Corrían los últimos años de la década de los veinte cuando un joven de trece años llamado José Escobar llegó a una escuela de dibujo en Granollers. Quería dedicarse a la viñeta. El profesor le obligó a perfeccionar su técnica en el dibujo realista, así que presentó ante el alumno un álamo, así, espigado y frondoso. «¿Tengo que dibujar este árbol, con todas sus hojas?», cuestionó el joven. Cuando el profesor hubo asentido, Escobar respondió: «Entonces volveré en otoño, cuando las hojas se estén cayendo». Ese ingenio juvenil le llevó a destacar ya en las revistas satíricas de entonces, todas ellas republicanas. Pero con la dictadura llegó la censura y el miedo, el aparato descubrió las artes de aquel chaval que colaboraba con revistas «para rojos», y la historia terminó con Escobar en la cárcel Modelo de Barcelona. Muchos años más tarde, alcanzaría la fama con sus inolvidables historias sobre dos gemelos gamberretes, los ínclitos Zipi y Zape.
Han pasado ocho décadas de aquello. Esta semana se han vuelto a unir las palabras «censura» y «tebeo», quizá por primera vez en décadas. En un artículo publicado en el diario El País se analizaba la historia del cómic en España, para terminar lanzando una pregunta al aire: ¿cómo podíamos reírnos de aquel maltrato recibido por los niños a manos de su padre? Yo tengo la respuesta clara: porque sabíamos establecer los límites de la ficción, y por ende podíamos reconocer, también, los límites de un humor que no ofendía a nadie. Pobre Pantuflo Zapatilla, ahora retrógrado fascista; pobre Jaimita, víctima del maltrato; pobres críos. En fin, añorados noventa, un tiempo en que las viñetas afloraban por todas partes, los tebeos se vendían por miles, y en los que no vimos a ningún lector lanzarse por el tejado a lo Superlópez, o disfrazarse de neanderthal a lo Mortadelo. La influencia de estos tebeos acababa donde terminaba nuestra fantasía, sin que esta pisara el terreno de lo censurable. Sí, hubo un tiempo en el que la imaginación no delinquía.

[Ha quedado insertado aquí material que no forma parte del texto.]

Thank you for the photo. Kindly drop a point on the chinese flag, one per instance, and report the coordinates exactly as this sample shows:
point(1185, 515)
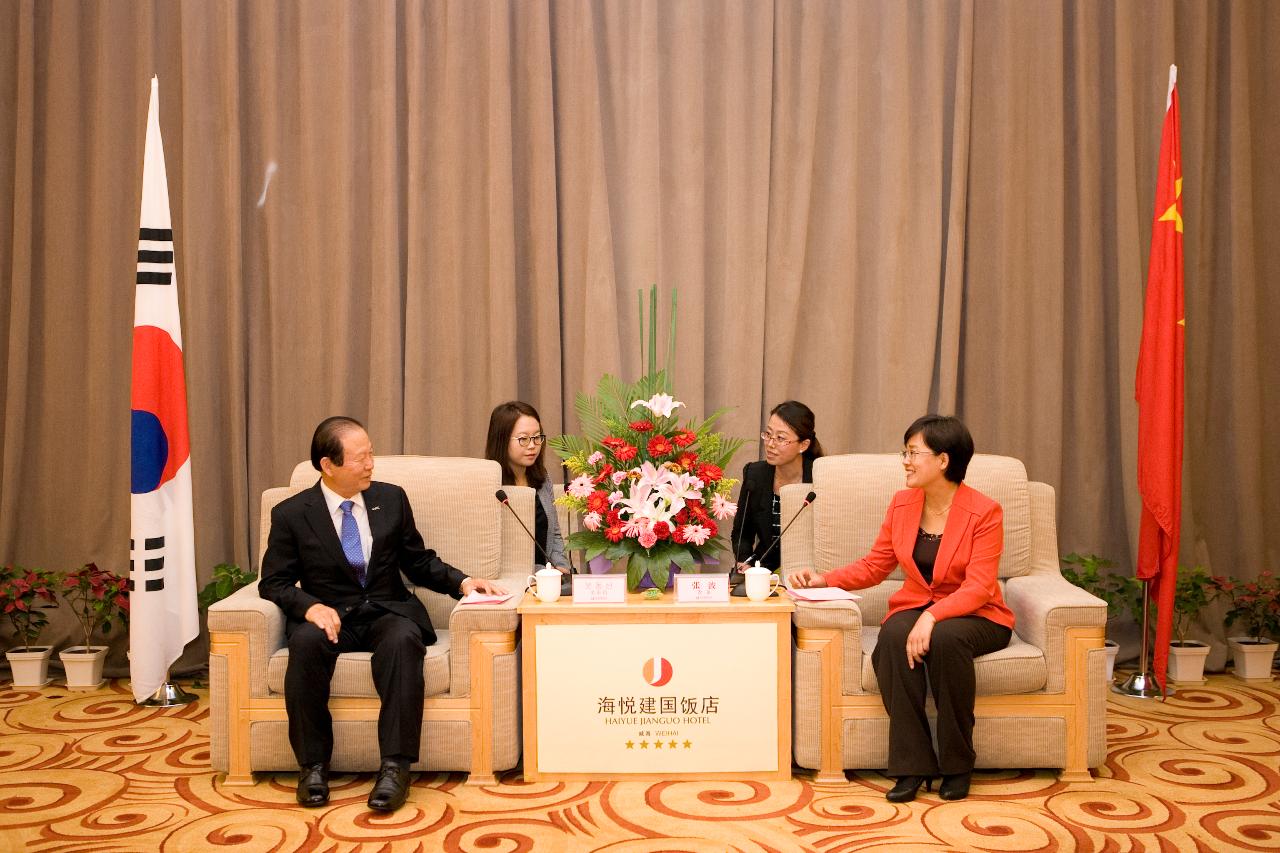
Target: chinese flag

Cuestionarse la validez ética de aquellas viñetas habla peor del presente que de aquella generación de dibujantes, muchos de ellos maltratados por el régimen. Analizo varios comentarios al artículo, y compruebo que muchos se tiran de los pelos porque aquellas generaciones que nos criamos al calor del tebeo normalizábamos el maltrato, la pobreza o la muerte. Así, en crudo. Pero resulta que esas generaciones no normalizaron el maltrato, la pobreza o la muerte, sino una visión sana de lo que la sátira expresa, dos dedos de frente para discernir si lo que se leía era aplicable o no a la vida real y, dicho sea de paso, un gusto por la libertad de expresión que hace tiempo que no catamos. Esta neocensura, esta especie de casticismo moral que nos vigila, se hace ya especialmente asfixiante. Los mismos que sufrieron la censura física de una dictadura infame sufren hoy la censura moral de mojigatos y santurrones. La historia gira sobre nosotros.